Contributions; the development of new methods for highly efficient, catalytic, selective functionalization of unreactive carbon-hydrogen and carbon-heteroatom bonds and the elucidation of their reaction mechanisms.

Professor Michael J. Krische

Department of Chemistry & Biochemistry, University of Texas at Austin, USA

Contributions; the first hydrogen-mediated C-C bond formations beyond alkene hydroformylation. These processes define a departure from stoichiometric organometallic reagents in carbonyl addition and, under transfer hydrogenation conditions, enable carbonyl addition directly from the alcohol oxidation level.

Professor Masahiro Terada

Department of Chemistry, Graduate School of Science, Tohoku University, Japan

Contributions; the development of novel axially chiral Bronsted acids and bases as efficient enantioselective catalysts for a variety of carbon-carbon bond and carbon-heteroatom bond forming reactions.

Professor Justin Du Bois

Department of Chemistry,Stanford University, USA

Contributions: The development of novel oxidation processes for the selective modification of unsaturated C-H bonds and the demonstration of the power of these methods to alter the manner in which complex natural products are assembled.

Professor Kazuaki Ishihara

Graduate School of Engineering, Nagoya University, Japan

Contributions: the rational design of highly functional acid-base combined catalysts which are classified into acid-base combined salt catalysts, acid-base conjugate catalysts, and acid-base non-conjugate catalysts

Professor John F. Hartwig

Department of Chemistry University of Illinois, USA

Contributions; the discoveries, developments, and mechanistic insights into new classes of catalytic processes, including coupling reactions, C-H bond functionalizations, hydroaminations, and enantioselective substitution reactions.

Professor Kyoko Nozaki

Department of Chemistry and Biotechnology, Graduate School of Engineering, The University of Tokyo, Japan

Contributions; the development of new catalysts for the synthesis of structurally well-controlled organic molecules: from small molecules to polymers

Professor David W. C. MacMillan

Department of Chemistry, Princeton University, Princeton, USA

Contributions: the introduction of new catalysis concepts for asymmetric synthesis including the generalization of organocatalysis, iminium catalysis, organo-cascade catalysis and SOMO catalysis

Professor Keiji Tanino

Division of Chemistry, Graduate School of Science, Hokkaido University, Japan

Contributions: the development of new methods for the total synthesis of natural products having a polycyclic carbon skeleton (e.g., coriolin, ingenol and norzoanthamine) based on carbocation chemistry and organometallic chemistry

Professor Gregory C. Fu,

Department of Chemistry, Massachusetts Institute of Technology, U.S.A.

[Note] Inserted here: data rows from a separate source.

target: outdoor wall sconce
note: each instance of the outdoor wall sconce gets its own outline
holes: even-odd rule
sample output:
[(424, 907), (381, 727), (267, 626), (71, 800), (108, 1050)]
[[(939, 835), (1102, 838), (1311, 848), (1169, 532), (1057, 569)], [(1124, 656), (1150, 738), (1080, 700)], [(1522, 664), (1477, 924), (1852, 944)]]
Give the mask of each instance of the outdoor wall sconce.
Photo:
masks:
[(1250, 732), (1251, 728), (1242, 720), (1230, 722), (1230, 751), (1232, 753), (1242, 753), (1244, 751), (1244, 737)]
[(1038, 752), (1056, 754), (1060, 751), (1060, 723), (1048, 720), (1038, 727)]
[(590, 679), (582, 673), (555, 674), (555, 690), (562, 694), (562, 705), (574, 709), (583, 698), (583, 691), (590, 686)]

Contributions: the development of new methods for the catalytic synthesis of organoboron and organosilicon compounds (e.g., bis-silylation, silaboration and cyanoboration reactions) and of their utilization in organic synthesis

Contributions: the development of new methods for carbon-carbon bond formation (e.g., cross-coupling reactions) and the design of new chiral catalysts for asymmetric synthesis:

Professor Michinori Suginome

Department of Synthetic Chemistry and Biological Chemistry, Graduate School of Engineering, Kyoto University, Japan

Contributions: the development of new methods for the catalytic synthesis of organoboron and organosilicon compounds (e.g., bis-silylation, silaboration and cyanoboration reactions) and of their utilization in organic synthesis

Professor Dr. Alois Fuerstner

University of Dortmund and Director at the Max-Planck-Institute fuer Kohlenforschung, Muelheim/Ruhr, Germany

Professor Fuerstner has made outstanding contributions to development of novel organometallic methodologies and their application to efficient total synthesis of natural products.